DIREKT Admin Portal Architecture

Purpose

The DIREKT operations portal is the internal desktop-oriented interface for verification, field work, support, trust and safety, finance exceptions, audit and controlled configuration.

It is not a public marketplace client and is never hosted through GitHub Pages.

Technology baseline

Phase 2C establishes:

admin/direkt-operations-portal

with:

  • Node.js 24 and npm 11;
  • Next.js 16;
  • React 19;
  • TypeScript 5.9 strict mode;
  • committed npm lockfile;
  • server-rendered accessible shell;
  • independent GitHub Actions verification.

Hard boundary

The portal consumes the versioned DIREKT backend API. It must never:

  • import a PostgreSQL client;
  • connect directly to the database;
  • connect directly to object storage;
  • construct private evidence URLs;
  • trust client-provided roles;
  • embed production secrets in browser bundles;
  • place sensitive content in public/static output or browser logs.

The backend performs authentication, role resolution, provider scope, object authorization and audit.

Phase 2C routes

The foundation includes:

/sign-in
/access-denied
/session-expired
/operations

These routes demonstrate privileged-session states and navigation only. The sign-in experience is synthetic and does not contact an OTP provider.

The /operations mission-control shell contains fictional zero-value summaries and does not expose evidence, providers or decisions.
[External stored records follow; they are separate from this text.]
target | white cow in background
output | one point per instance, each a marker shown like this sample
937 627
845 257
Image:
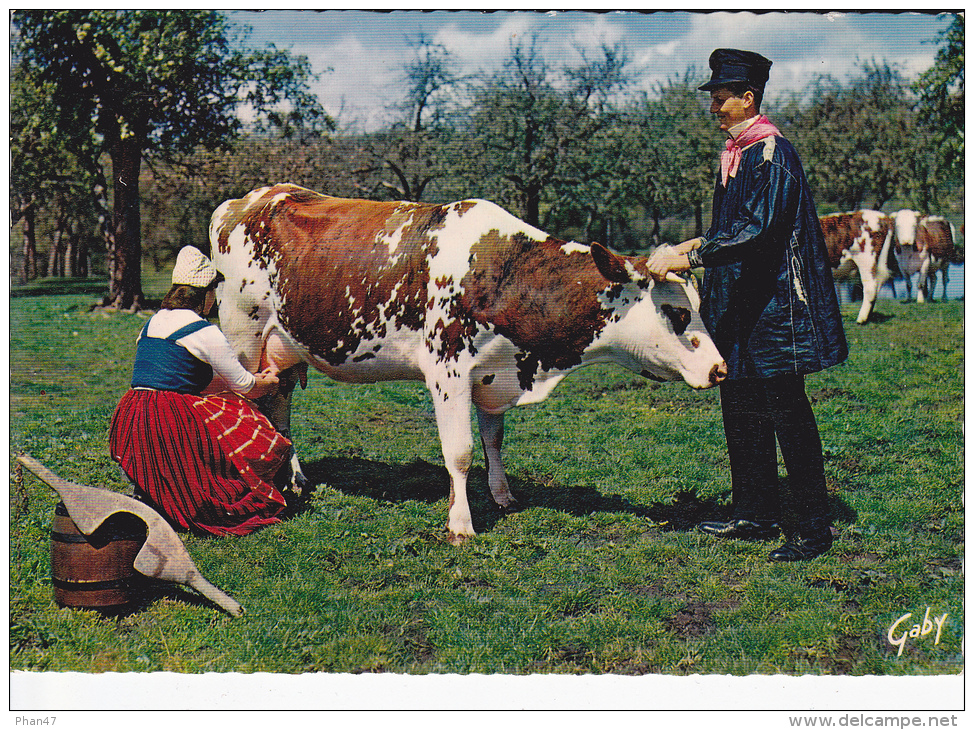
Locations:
923 244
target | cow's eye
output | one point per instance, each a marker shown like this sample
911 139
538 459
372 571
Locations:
678 316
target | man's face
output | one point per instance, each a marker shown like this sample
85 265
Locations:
730 109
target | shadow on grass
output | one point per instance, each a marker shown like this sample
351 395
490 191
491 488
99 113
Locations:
425 482
59 286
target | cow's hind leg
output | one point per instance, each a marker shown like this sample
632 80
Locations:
492 436
451 403
277 407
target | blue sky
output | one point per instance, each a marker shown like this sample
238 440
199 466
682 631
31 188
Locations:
362 53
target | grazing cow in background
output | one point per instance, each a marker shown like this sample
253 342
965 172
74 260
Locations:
924 244
859 240
478 305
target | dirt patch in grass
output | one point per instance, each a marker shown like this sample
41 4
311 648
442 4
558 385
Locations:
697 618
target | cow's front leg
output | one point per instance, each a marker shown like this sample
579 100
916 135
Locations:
870 286
922 280
451 403
492 436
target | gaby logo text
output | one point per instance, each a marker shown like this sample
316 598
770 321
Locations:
901 630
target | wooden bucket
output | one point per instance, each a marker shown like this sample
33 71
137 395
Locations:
95 571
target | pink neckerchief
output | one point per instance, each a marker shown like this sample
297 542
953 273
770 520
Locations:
730 158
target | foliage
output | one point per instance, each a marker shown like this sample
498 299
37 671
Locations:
597 571
531 132
564 144
941 90
855 139
154 82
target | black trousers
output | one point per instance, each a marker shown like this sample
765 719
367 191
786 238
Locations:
757 413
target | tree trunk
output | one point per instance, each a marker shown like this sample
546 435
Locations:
532 205
125 251
29 271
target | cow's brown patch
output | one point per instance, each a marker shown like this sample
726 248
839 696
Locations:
842 230
544 301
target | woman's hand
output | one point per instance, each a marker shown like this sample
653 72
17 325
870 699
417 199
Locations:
266 383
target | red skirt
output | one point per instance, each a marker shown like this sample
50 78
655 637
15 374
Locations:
208 464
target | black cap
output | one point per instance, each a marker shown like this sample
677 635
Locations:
731 66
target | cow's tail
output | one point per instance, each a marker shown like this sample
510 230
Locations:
957 250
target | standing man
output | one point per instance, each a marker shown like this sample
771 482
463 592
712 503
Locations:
769 303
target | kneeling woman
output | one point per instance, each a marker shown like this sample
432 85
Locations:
186 435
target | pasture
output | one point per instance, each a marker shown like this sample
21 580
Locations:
598 570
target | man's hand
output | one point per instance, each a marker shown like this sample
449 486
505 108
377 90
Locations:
666 262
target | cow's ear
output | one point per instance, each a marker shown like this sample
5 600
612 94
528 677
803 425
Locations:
611 266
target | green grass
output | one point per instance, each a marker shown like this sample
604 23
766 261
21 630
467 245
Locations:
598 571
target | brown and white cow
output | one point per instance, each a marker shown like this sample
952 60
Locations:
464 297
924 244
859 241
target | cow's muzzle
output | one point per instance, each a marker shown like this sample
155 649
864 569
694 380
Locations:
718 373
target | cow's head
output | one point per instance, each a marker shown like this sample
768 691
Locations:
905 229
657 325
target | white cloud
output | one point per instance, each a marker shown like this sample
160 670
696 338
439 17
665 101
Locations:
368 51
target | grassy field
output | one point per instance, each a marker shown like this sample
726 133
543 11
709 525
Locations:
598 571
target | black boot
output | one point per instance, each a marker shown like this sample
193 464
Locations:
741 529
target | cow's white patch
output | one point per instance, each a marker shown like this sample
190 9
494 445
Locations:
906 227
392 241
873 219
572 247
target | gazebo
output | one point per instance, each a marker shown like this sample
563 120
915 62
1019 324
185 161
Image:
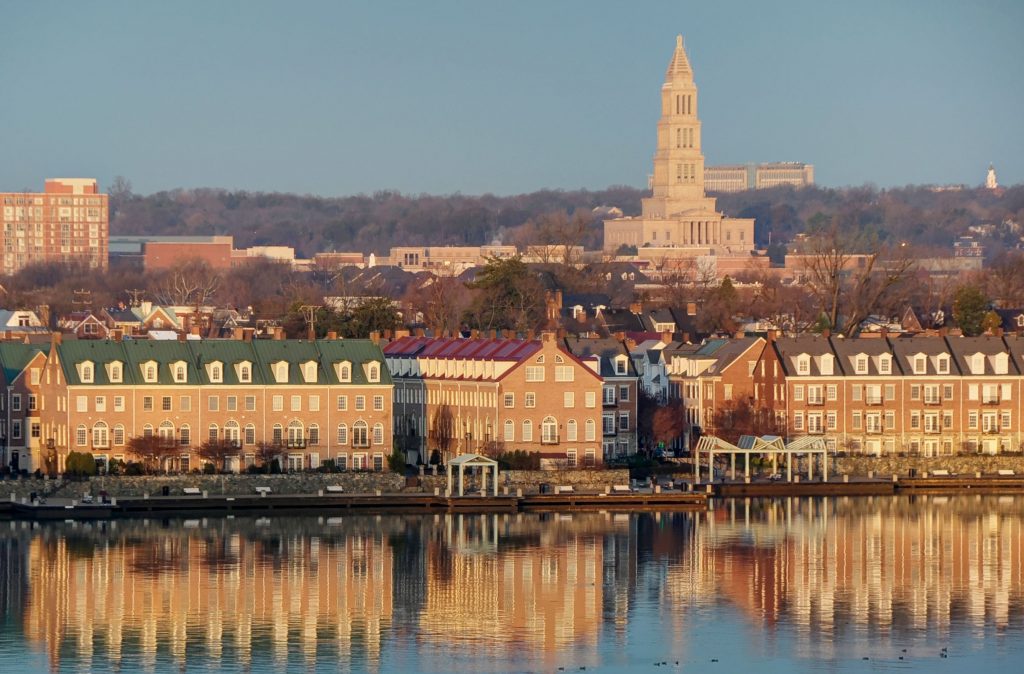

Navigation is derived from the backend-compatible permission fixture rather than the displayed role name. Tests prove that:

  • reviewers see verification navigation but not finance or administration;
  • finance sees finance navigation but not verification controls;
  • an admin label without server permissions produces no navigation;
  • hidden navigation never implies backend permission.

Security response headers

All routes set or require:

  • X-Robots-Tag: noindex, nofollow, noarchive;
  • X-Content-Type-Options: nosniff;
  • X-Frame-Options: DENY;
  • Referrer-Policy: no-referrer;
  • restrictive Permissions Policy;
  • Content Security Policy;
  • removal of the framework-powered header.

The Phase 2C CSP is a foundation and must be reviewed again when real API connections, analytics or evidence rendering are introduced.

Accessibility baseline

The shell includes:

  • skip navigation;
  • semantic header, navigation, aside and main landmarks;
  • visible keyboard focus;
  • 44-pixel minimum interactive targets;
  • scalable typography;
  • responsive single-column behaviour;
  • synthetic-status announcement;
  • disabled-state semantics;
  • reduced-motion handling.

Server-rendered tests assert the required landmarks and warning state. Later phases add browser E2E, automated accessibility tooling and representative user testing.

Planned feature modules

Later phases may add:

  • verification queues and cases;
  • secure evidence viewer;
  • field operations;
  • provider and customer support;
  • trust and safety;
  • subscriptions and reconciliation;
  • taxonomy and evidence rules;
  • audit and reporting;
  • role management.

None of these domain modules is operational in Phase 2C.

Privileged session requirements

Real operations access must use:

  • short-lived access/session state;
  • inactivity and absolute session limits;
  • mandatory MFA before pilot;
  • server-side permission resolution;
  • step-up authentication for sensitive actions;
  • revocation and device/session management;
  • reasoned, append-only audit for privileged actions.

Phase 2C represents these rules but uses only a synthetic reviewer fixture in the UI.

Testing and CI

The portal workflow proves on a clean runner:

npm ci --ignore-scripts
npm run format:check
npm run lint
npm run typecheck
npm run test
npm run build

It also rejects direct database/storage imports, committed environment files and missing no-index configuration. Coverage and build manifests are retained as artifacts.

Deployment status

No production or staging portal deployment is authorized in Phase 2C. Environment architecture, secure cookies, approved API origins, MFA and restricted diagnostics must be approved before external deployment.